Officier municipal de Béziers en 1790, il fut élu, le 9 septembre 1791, député de l'Hérault à l'Assemblée législative, le 8e sur 9, par 233 voix sur 420 votants. Il siégea parmi les modérés. Réélu le 4 septembre 1792 par le même département, avec 409 voix sur 484 votants, il contesta à l'Assemblée le droit de juger Louis XVI. Il déclara à cette occasion : « Je ne me suis jamais cru autorisé par nos commettants à me constituer juge ; j'ai toujours pensé qu'une assemblée de législateurs ne pouvait s'ériger en tribunal judiciaire ; que le même corps ne pouvait à la fois exercer la justice et faire les lois ; que cette cumulation de pouvoirs serait une monstruosité. La précipitation avec laquelle vous avez décidé que vous jugeriez Louis donnera à vos ennemis une ample matière de la plus amère et peut-être de la plus juste des critiques. ». Pressé de répondre, il poursuivit : « Interpellé de déclarer si Louis est coupable, j'ai répondu Oui. On me demande aujourd'hui le genre de peine qui doit être appliqué à Louis, je réponds : nul ne peut être puni que par les lois préexistantes aux crimes qu'il a commis. La seule qui existe contre Louis est la prévention de l'abdication de la royauté. » Il vota pour la réclusion du roi pendant tout le temps de la guerre, l'appel au peuple et le sursis.
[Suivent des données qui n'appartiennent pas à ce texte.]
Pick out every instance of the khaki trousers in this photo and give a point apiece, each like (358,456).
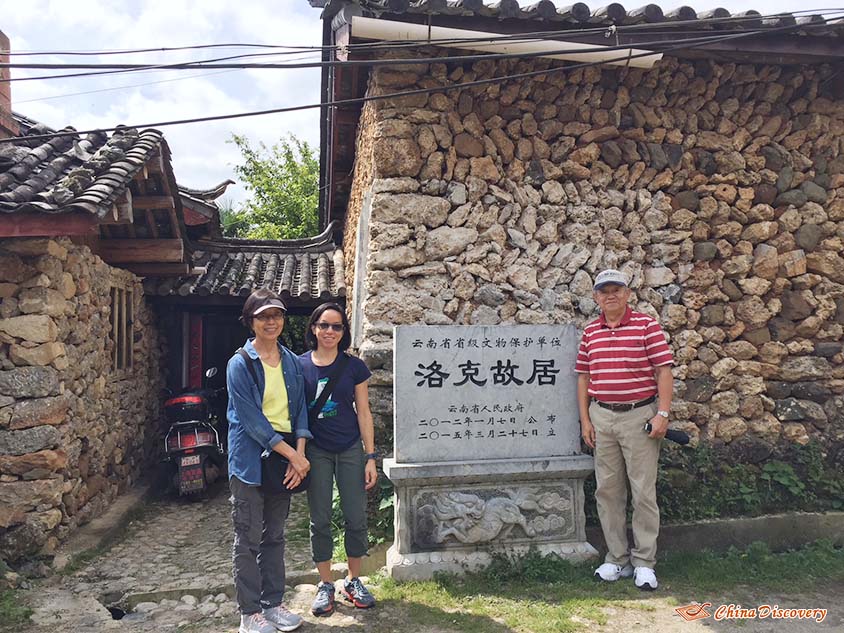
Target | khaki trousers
(624,452)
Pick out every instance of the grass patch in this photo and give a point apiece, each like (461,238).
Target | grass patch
(13,614)
(536,594)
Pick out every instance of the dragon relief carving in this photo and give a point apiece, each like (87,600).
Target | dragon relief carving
(469,518)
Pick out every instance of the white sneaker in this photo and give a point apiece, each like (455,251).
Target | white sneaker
(282,618)
(611,572)
(255,623)
(645,578)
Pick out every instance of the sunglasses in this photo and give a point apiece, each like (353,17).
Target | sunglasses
(336,327)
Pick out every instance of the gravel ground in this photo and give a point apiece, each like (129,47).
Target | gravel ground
(171,570)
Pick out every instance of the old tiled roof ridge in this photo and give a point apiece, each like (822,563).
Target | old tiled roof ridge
(580,13)
(207,194)
(306,270)
(319,242)
(68,173)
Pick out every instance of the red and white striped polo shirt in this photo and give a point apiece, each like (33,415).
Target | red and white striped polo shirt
(620,361)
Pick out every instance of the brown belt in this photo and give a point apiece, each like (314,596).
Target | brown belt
(625,406)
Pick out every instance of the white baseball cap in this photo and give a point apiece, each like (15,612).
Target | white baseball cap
(609,276)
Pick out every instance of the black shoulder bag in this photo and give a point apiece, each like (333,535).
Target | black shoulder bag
(274,466)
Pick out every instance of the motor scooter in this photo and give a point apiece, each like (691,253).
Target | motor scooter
(193,445)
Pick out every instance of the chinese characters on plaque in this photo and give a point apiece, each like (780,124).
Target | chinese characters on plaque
(478,392)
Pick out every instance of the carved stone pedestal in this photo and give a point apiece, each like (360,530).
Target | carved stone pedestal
(452,516)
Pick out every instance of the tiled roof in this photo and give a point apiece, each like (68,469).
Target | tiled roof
(580,13)
(71,173)
(305,271)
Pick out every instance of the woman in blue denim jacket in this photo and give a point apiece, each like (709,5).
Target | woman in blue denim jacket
(264,415)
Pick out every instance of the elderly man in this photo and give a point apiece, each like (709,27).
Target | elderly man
(624,369)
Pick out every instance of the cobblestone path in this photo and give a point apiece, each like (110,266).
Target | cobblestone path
(171,570)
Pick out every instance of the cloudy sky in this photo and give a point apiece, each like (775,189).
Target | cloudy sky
(202,154)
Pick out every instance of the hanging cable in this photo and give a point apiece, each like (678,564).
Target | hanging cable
(656,46)
(575,32)
(622,28)
(365,99)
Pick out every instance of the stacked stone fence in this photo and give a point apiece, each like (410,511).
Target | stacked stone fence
(717,187)
(74,432)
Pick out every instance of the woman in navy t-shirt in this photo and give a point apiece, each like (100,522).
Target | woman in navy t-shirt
(337,453)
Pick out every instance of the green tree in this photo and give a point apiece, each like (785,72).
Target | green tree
(283,183)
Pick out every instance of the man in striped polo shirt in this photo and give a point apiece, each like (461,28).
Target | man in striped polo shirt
(624,380)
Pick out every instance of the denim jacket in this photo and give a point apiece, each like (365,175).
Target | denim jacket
(250,433)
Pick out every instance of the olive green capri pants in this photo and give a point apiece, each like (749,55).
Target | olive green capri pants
(347,468)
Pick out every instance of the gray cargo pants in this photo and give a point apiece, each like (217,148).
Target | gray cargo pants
(258,550)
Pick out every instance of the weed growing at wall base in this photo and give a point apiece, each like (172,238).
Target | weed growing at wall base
(13,614)
(711,482)
(545,594)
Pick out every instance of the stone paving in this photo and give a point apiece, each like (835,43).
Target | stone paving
(171,570)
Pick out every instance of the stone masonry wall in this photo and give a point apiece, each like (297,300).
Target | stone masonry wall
(73,432)
(718,188)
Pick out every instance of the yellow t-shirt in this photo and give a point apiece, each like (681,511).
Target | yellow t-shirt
(274,404)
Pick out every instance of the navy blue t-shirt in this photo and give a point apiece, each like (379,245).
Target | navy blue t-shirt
(336,428)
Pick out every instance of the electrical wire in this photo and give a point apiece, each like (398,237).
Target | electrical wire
(365,99)
(124,87)
(575,31)
(655,45)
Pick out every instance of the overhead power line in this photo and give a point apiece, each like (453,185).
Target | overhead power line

Dans une altercation qu'il eut avec Marat, celui-ci ayant tiré un pistolet de sa poche, Viennet lui saisit le bras et l'invita à venir se battre le lendemain au bois de Boulogne ; mais Marat déclina l'invitation.

Viennet combattit les propositions de Voulland qui prétendait révolutionner l'Hérault, et fut nommé, avec Cochon de Lapparent, commissaire à la remonte de la cavalerie des 14 armées de la République. Il donna dans ce poste des preuves de probité. Élu le 13 octobre 1795 député de l'Hérault au Conseil des Anciens par 193 voix sur 232 votants, et de l'Aisne par 286 voix sur 326 votants, il fut sociétaire de cette assemblée, où il siégea jusqu'en mars 1798. À partir de cette date, il ne reparut plus sur la scène politique.

Il était le père de Jean-Pons-Guillaume Viennet et le frère du prêtre Louis Esprit Viennet, qui fut, pendant quarante ans, curé de l'église Saint-Merry à Paris, et qui, en 1790, prêta serment à la constitution civile du clergé.